— Устаете, да?
— Господи! Мало сказать.
НИНА
«Лучше ее, Нины, никто не работает! Мужчины… никто!» — хмуро и словно в обиде на кого определяет ее Хуббениса Гатауловна и отворачивается ко мне спиной, не желая продолжать.
В первый раз, когда шли с ней, с Хуббенисой, по ХПП, увидала у вагонов эту Нину, послала меня: иди, иди, помоги вон!
Мы открывали верхние люки у вагонов, чтобы засыпать через них зерно. Я держал кривую, плохо сколоченную лестницу высотой до подбородка мне, а молчаливая коротконогая женщина влезала раз за разом на верхнюю ее перекладину и белыми без всяких рукавиц руками раскручивала толстую ржавую проволоку… И на разнарядках, по утрам потом, поневоле за нею наблюдая, я видел, как мало, но как хорошо улыбается она, русская, иноплеменным своим товаркам, какая она красивая, коротковатые ноги стройные и сильные у нее под грубой одеждой. Как-то, несколько общежитских, мы пришли в баню в женский день. Нарочно попозже, чтоб удалось помыться и в женский. Последней там оказалась как раз эта Нина. Горячую уже отключили, объяснила нам она и слегка улыбалась на неизбежные в подобной ситуации остроты-шуточки. А потом вместе мы уходили. Я шел за нею по тропинке и сквозь ситцевую чистую рубашку видел натянувшиеся белые пуговки. И было тут что-то тревожащее, скрывающееся и вовсе не веселого ряда, как можно было вообразить, а скорей ближе к тому, что выражало хмурое и как бы заранее обиженное лицо Хуббенисы: «У нее мужик не русский, он хохол даже был. Он — пил! Пил, пил и всех пьяный подряд материл. Фамилия Охрименко у него была. Хоть директор, хоть раздиректор, говорит, все равно буду материть! Пил, пил, — рассказывает Хуббениса, — семью, Нину и детей пятерых — бросил, уехал на Украину свою. Оттуда письмо пришло. Через год. Умир! Выпил — палитуры, лак что ли. Да, да, пятеро, замуж в 50 лет пойдет. Ой, фу-ты! — смеется (Хуббениса), — оговорилась, — на пенсию, на пенсию в 50 лет!»

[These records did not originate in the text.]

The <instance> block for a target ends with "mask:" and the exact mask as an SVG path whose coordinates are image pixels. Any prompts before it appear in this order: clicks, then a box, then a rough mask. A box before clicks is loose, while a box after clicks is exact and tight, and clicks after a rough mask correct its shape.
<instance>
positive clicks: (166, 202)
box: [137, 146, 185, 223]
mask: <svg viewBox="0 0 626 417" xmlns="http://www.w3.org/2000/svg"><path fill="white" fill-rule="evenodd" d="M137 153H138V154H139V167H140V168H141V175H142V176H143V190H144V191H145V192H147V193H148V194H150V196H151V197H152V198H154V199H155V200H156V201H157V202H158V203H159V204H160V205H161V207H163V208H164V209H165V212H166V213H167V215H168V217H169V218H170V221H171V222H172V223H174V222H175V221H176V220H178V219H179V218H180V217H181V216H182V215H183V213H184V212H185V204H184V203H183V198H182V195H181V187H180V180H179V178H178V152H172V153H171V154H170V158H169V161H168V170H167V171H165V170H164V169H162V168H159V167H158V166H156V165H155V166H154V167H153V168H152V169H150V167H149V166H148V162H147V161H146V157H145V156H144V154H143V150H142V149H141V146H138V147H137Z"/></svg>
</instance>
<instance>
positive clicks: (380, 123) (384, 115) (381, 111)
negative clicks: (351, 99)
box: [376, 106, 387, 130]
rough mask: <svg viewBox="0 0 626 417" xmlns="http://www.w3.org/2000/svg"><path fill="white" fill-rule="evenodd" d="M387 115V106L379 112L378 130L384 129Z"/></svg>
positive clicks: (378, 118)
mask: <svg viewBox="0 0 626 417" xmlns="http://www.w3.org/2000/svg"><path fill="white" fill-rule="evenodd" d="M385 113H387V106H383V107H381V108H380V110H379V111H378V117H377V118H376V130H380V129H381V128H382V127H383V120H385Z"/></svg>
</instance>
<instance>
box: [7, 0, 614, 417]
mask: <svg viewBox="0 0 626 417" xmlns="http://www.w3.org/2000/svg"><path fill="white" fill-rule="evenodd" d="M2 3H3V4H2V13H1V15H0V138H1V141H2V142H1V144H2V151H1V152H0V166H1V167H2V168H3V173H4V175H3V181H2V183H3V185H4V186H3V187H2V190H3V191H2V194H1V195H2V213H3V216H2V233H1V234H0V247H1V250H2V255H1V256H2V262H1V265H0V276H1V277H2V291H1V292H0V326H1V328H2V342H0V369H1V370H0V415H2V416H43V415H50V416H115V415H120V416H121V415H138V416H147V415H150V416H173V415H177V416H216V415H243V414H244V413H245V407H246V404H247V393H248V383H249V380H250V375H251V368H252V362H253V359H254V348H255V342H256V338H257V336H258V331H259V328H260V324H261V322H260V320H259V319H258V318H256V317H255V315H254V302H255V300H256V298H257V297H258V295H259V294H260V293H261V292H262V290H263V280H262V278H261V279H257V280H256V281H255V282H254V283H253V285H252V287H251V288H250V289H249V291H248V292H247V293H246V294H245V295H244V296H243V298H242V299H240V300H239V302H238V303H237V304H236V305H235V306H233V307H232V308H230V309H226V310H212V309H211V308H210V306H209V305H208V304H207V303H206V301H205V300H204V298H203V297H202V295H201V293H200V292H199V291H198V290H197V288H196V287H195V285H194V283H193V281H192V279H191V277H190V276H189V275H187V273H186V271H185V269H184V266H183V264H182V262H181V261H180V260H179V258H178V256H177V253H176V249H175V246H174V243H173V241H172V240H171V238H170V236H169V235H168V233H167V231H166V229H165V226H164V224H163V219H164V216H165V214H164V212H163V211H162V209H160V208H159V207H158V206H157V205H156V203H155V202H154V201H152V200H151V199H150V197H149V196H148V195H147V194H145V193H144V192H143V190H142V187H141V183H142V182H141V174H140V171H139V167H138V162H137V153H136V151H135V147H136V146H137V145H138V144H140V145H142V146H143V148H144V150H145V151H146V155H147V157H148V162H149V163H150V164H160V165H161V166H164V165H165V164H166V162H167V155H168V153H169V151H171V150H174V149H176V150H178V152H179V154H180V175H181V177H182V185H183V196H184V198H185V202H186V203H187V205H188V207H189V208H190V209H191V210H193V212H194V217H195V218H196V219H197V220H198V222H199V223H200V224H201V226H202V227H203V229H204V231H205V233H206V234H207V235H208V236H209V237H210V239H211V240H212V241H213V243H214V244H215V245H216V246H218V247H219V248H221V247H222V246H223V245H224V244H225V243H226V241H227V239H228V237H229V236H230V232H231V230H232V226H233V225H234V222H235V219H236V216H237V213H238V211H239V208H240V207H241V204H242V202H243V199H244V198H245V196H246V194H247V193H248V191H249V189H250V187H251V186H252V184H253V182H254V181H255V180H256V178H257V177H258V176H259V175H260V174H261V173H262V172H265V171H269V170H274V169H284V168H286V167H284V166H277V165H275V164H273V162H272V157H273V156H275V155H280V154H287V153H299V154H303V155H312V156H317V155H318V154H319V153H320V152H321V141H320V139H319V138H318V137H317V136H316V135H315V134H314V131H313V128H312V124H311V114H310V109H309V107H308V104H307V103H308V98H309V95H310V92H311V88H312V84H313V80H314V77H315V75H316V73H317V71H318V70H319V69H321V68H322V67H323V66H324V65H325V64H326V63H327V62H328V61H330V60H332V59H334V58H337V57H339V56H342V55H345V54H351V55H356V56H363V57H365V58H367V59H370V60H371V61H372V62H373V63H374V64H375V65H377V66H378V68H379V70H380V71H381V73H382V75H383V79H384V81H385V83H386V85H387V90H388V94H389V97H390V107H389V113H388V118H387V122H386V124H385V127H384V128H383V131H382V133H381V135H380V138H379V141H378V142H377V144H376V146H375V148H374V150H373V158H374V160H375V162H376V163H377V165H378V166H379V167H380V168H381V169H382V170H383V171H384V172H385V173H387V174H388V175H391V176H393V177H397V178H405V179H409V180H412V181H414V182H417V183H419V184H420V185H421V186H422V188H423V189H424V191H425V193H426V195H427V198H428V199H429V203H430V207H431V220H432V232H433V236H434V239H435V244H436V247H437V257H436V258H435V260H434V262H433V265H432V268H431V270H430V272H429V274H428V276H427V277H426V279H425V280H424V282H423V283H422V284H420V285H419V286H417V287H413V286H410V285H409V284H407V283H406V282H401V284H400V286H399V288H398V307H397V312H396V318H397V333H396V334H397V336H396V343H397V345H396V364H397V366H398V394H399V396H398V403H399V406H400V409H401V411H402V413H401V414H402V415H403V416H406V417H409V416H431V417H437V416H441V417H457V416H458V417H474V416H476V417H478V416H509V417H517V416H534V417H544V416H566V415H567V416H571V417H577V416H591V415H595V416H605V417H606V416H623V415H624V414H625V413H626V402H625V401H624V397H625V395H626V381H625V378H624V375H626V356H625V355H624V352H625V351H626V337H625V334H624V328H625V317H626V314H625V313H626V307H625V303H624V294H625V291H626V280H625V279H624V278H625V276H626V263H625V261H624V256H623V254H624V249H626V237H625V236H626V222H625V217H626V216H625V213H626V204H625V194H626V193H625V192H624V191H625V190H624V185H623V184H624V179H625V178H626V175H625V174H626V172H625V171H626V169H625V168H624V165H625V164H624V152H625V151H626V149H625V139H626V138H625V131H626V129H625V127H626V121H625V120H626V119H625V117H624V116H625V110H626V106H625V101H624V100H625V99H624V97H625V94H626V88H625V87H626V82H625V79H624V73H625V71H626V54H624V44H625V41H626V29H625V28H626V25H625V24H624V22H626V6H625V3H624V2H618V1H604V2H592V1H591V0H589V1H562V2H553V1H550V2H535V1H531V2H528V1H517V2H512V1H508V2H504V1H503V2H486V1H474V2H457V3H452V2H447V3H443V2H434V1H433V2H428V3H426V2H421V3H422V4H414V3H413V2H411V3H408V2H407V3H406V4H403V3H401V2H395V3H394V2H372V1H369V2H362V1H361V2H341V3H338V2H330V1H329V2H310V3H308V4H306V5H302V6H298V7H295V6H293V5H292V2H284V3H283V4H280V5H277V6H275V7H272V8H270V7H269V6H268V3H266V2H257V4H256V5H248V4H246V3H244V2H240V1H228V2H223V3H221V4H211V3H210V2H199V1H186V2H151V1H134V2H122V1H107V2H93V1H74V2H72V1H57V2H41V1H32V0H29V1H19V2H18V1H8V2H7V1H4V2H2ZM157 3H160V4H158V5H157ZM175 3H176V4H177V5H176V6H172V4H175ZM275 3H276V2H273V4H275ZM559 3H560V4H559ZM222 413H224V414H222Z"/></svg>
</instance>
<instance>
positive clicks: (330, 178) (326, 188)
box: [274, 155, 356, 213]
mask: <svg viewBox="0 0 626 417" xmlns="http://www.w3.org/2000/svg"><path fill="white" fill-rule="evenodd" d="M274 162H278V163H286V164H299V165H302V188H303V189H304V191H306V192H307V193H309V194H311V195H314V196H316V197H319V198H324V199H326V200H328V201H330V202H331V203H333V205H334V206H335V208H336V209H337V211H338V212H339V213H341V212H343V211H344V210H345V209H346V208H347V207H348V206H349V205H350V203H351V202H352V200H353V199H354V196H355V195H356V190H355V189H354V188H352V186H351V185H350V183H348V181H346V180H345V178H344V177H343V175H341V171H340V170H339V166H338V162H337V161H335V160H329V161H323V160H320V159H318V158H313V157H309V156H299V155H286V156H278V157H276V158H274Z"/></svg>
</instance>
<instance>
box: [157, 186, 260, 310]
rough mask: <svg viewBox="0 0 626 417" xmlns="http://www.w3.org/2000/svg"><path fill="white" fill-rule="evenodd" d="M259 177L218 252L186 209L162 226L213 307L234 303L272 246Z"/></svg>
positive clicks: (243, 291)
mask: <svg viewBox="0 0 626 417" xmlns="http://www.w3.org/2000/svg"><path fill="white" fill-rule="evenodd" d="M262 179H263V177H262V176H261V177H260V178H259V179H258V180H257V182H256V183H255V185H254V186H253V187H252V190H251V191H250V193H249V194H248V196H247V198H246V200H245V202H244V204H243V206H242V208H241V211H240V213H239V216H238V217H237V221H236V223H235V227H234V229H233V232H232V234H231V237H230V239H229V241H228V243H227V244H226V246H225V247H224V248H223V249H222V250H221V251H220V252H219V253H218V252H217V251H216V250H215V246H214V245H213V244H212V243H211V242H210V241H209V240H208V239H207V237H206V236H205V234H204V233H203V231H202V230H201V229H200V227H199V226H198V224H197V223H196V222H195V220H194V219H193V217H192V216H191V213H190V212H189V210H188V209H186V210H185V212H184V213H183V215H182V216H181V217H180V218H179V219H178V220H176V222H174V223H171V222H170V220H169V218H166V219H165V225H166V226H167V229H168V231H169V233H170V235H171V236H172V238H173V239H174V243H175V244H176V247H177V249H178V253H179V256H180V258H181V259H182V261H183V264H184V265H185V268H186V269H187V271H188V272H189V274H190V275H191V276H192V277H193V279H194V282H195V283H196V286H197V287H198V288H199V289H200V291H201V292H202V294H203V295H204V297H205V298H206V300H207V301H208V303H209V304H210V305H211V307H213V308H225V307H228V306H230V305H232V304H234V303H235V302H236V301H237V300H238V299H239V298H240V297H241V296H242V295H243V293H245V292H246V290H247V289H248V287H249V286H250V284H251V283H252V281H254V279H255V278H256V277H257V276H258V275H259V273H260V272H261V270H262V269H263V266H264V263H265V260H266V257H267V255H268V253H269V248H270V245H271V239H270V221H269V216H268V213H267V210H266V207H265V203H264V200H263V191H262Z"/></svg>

Да, Охрименко, думал я. Ох ты Охрименко, твою корень.
В ы б р а л себе.
— По-русски, слушай, совсем не хочет ничего говорить, — удивляется Хуббениса про Нину. — Совсем, слушай, на татарский язык перешла…
8
Спустя время мне объяснят, уже дома: в просторечии крещеные татары зовутся бакала́; давным-давно согнал их в здешние места Иван Васильевич Грозный.
НОВЫЕ ЛЮДИ
Один из водителей, не дождавшись к подъемнику очереди, выгрузил втихую овес прямо на землю. И дабы помочь с загрузкой сей кучи назад — в машину Исмагила теперь, Хуббениса-учжин придает нам с Виктором двух девушек-горожанок. Откуда они — неясно, однако же не студентки и не заводские явно, — что-то такое конторское, секретарь-машинистское… Загрузив примерно треть, мы уходим обедать, а вернулись — сюрприз-подарочек. Одна помощница сидит на куче, а вторая в кузове. Та, что на куче, черпает зернушки плицей и передает той, что в кузове; а та — ссыпает. Совочек-плица ползает вверх-вниз металлическим солнышком.